One of the best features of the Mac OS (10.5 and above) is called Spaces. You can think of Spaces as four different clumps of video displays, all aimed at your same monitor. Using spaces allows you to keep a large number of apps running, but keep them well organized, and flip between batches with a single keystroke or two.
A short while ago, John Chandler wrote an excellent post over at Creativityist (a blog I super highly recommend) about how he uses Mac OS’s spaces feature to help him be more productive. I really liked his intentionality, and how he categorized the use of each of the four spaces available to him.
My needs are slightly different – I have two main differences as this point. One is that for John, web browsers are distractions from his main work, so he sets up a space for his production tools. For me, since I use gmail from its web interface and not via mail.app, Thunderbird or any other client, gmail is a key production app for me. So is Google Reader.
In my current job, my Mac (which is my personal machine) is a secondary machine. I have a Windows Vista laptop which is my main production box, from which I do all work-related tasks – writing specifications and test plans, work email, writing and executing test cases, that type of thing. So I have the luxury of toting along a secondary box that can remain ‘personal’.
Finally, I’m back and forth between a dual monitor setup.

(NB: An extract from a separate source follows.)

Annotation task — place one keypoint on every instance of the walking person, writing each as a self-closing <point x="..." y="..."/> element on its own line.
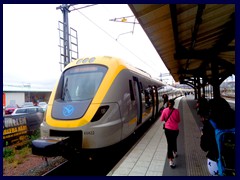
<point x="203" y="107"/>
<point x="224" y="116"/>
<point x="171" y="116"/>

I’ve set up spaces so that it all works fine on a single monitor environment, and then if I’m at a desk with a secondary monitor, then that monitor becomes what John uses as his Production space – for me, that’s often either a browser or it’s Word or Ecto.
So with that said, here is how use Spaces.
- Space 1 – Browsers. I use Firefox and Safari together for a variety of reasons. Firefox lets me start with multiple tabs open; my current config starts with Gmail, Google Reader, Flickr and Facebook open (now that I’m not working on a Facebook app for work, I’ll probably not load FB automatically).
- Space 2 – Communication. This gets Skype, Adium, Twitteriffic, which lets me quickly flip to and away from the space for minimum distraction.
- Space 3 – Reference. This space holds OmniFocus, Evernote and iTunes, and is the one that’s likely to grow as more, not-so-regular apps are loaded.
- Space 4 – Writing. This one gets Mac Word 2008 (which doesn’t always respect the space it’s assigned to), OmniOutliner, ecto, Freemind. I’m still debating this, but I think this is where Lightroom will go, plus VMWare for my occasional forays into Windows on this machine.
Flipping between spaces is easy – CTRL+arrow, and I’m done.
It’s features like this, in particular, that make me spend my own money on a Mac, rather than just using my work-furnished machine and making do.